The Bombay High Court has held that an employee cannot be deprived of pension benefits merely because the employer failed to maintain or produce statutory records required for verification. The Bench allowed a writ petition filed by a retired pharmacist challenging rejection of his claim for pension on higher wages under the Employees’ Pension Scheme, 1995.

The Court held that technical lapses in records cannot defeat genuine pension claims, as pension is a welfare measure meant to ensure post-retirement security and must be interpreted to advance its purpose and that an employee has a very limited role.

Justice Amit Borkar observed, “The employee’s role is limited. He works, earns wages, and contribution is deducted. He does not maintain statutory returns. That responsibility lies with the employer. If the employer has failed in maintaining records or producing them, then the consequence cannot be shifted upon the employee. Otherwise, it would result in denial of benefit to a person who has no control over such records. Such an approach would be unjust. Pension is not a matter of favour. It is a benefit earned through long years of service…They recognise that technical deficiencies on the part of the employer or record-keeping authority should not defeat a legitimate claim of an employee. Pension schemes are welfare measures. They are intended to provide financial support after retirement. Therefore, they must be applied in a manner that advances the object and not defeats it. A person who has worked for several decades and contributed regularly cannot be denied benefit because of gaps in official records”.

“…this Court is satisfied that the impugned order suffers from a serious error in approach. It proceeds on the assumption that absence of certain employer-side records is fatal. It overlooks the material placed by the petitioner and the admissions made by the employer. The petitioner has done whatever was possible for him to do. The remaining gap is on the side of the employer and the authority. That gap cannot extinguish the petitioner’s entitlement”.

Advocate Satyam Surana appeared for the petitioner and Advocate Payoja Gandhi appeared for the respondent.

The petitioner, who served for nearly 37 years with Haffkine Bio-Pharmaceutical Corporation Limited, retired in January 31, 2024 after continuous service. Following the Supreme Court’s directions permitting eligible employees to opt for pension on actual wages, he applied for higher pension through the Employees’ Provident Fund Organisation (EPFO).

His application, however, was rejected by the EPFO in March 28, 2025 on the ground that Form 6A and certain monthly challans were not available, making verification of higher wage contributions impossible.

The employee approached the High Court contending that maintenance of such statutory records was the employer’s responsibility and that he could not be penalised for their absence.

The High Court found the EPFO’s approach to be unduly rigid and legally unsustainable, observing that Form 6A is a statutory record maintained by the employer and an employee ordinarily has no access or control over such documents.

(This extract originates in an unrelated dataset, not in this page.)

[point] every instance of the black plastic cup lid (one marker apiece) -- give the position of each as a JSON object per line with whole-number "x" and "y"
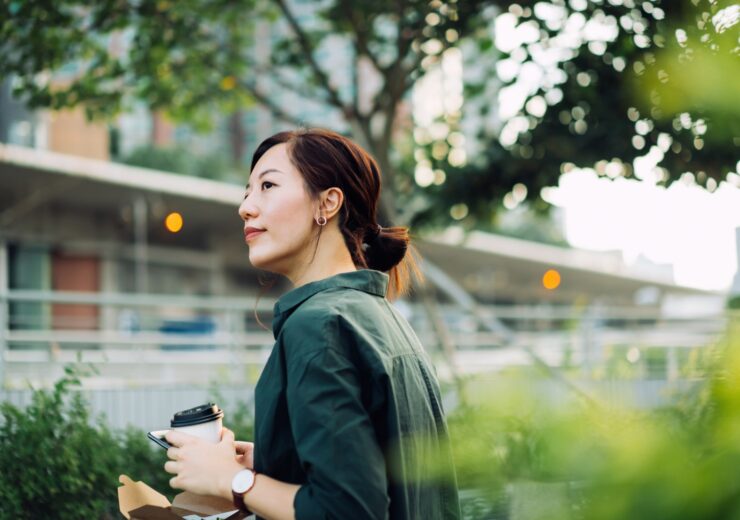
{"x": 198, "y": 415}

Noting the factual background, the Bench noted, “The petitioner has served respondent No.2 for about 37 years. It is not in dispute that he was a regular employee, that provident fund contributions were deducted from his wages during service, and that he applied for pension on higher wages after the directions of the Supreme Court in the case of Employees’ Provident Fund Organisation and Others v. Sunil Kumar B. and Others. The rejection is founded mainly on non-production of Form 6A and monthly challans. Therefore, the real question is not whether the petitioner served long enough or whether he made the joint option application. The real question is whether his claim can be defeated only because some employer side records were not produced in the form demanded by respondent No.1”.

“This Court finds itself unable to accept the stand taken by respondent No.1 in the inflexible manner in which it has been adopted. The approach appears to proceed on a narrow reading of record requirements without considering the practical position of the employee. Form 6A is a statutory record which is required to be maintained and submitted by the employer. It remains within the control and custody of the establishment. An employee has neither access to such record in ordinary course nor any authority to maintain or preserve it. Therefore, expecting the petitioner to produce such document is not in consonance with the scheme of the statute. It must be seen that the petitioner has placed on record that he was continuously in service, that deductions towards provident fund were made from his wages, and that his membership with the EPF Organisation was active throughout. He has also exercised the joint option within time and submitted the available documents. Once these foundational facts are shown, the authority was required to consider the claim in a reasonable and practical manner. The law relating to pension is not meant to create hurdles. It is intended to secure a post-retirement benefit. If the interpretation of the scheme results in denial to a genuine employee only because of missing employer records, then such interpretation cannot be accepted”, the Bench noted further.

The Court noted that the petitioner had placed sufficient material on record, including EPF account statements, Form 3A contribution details, certified joint option forms, and evidence of continuous service and deductions.

Cause Title: Kiran Rajaram Jadhav v. The Employees Provident Fund Organisation (EPFO) & Anr. [Neutral Citation: 2026:BHC-AS:14389]

Appearances:

Petitioner: Satyam Surana, Advocate.

Respondent: Payoja Gandhi, N.R. Patankar, Prabhakar M. Jadhav, Tanaya Patankar, Advocates.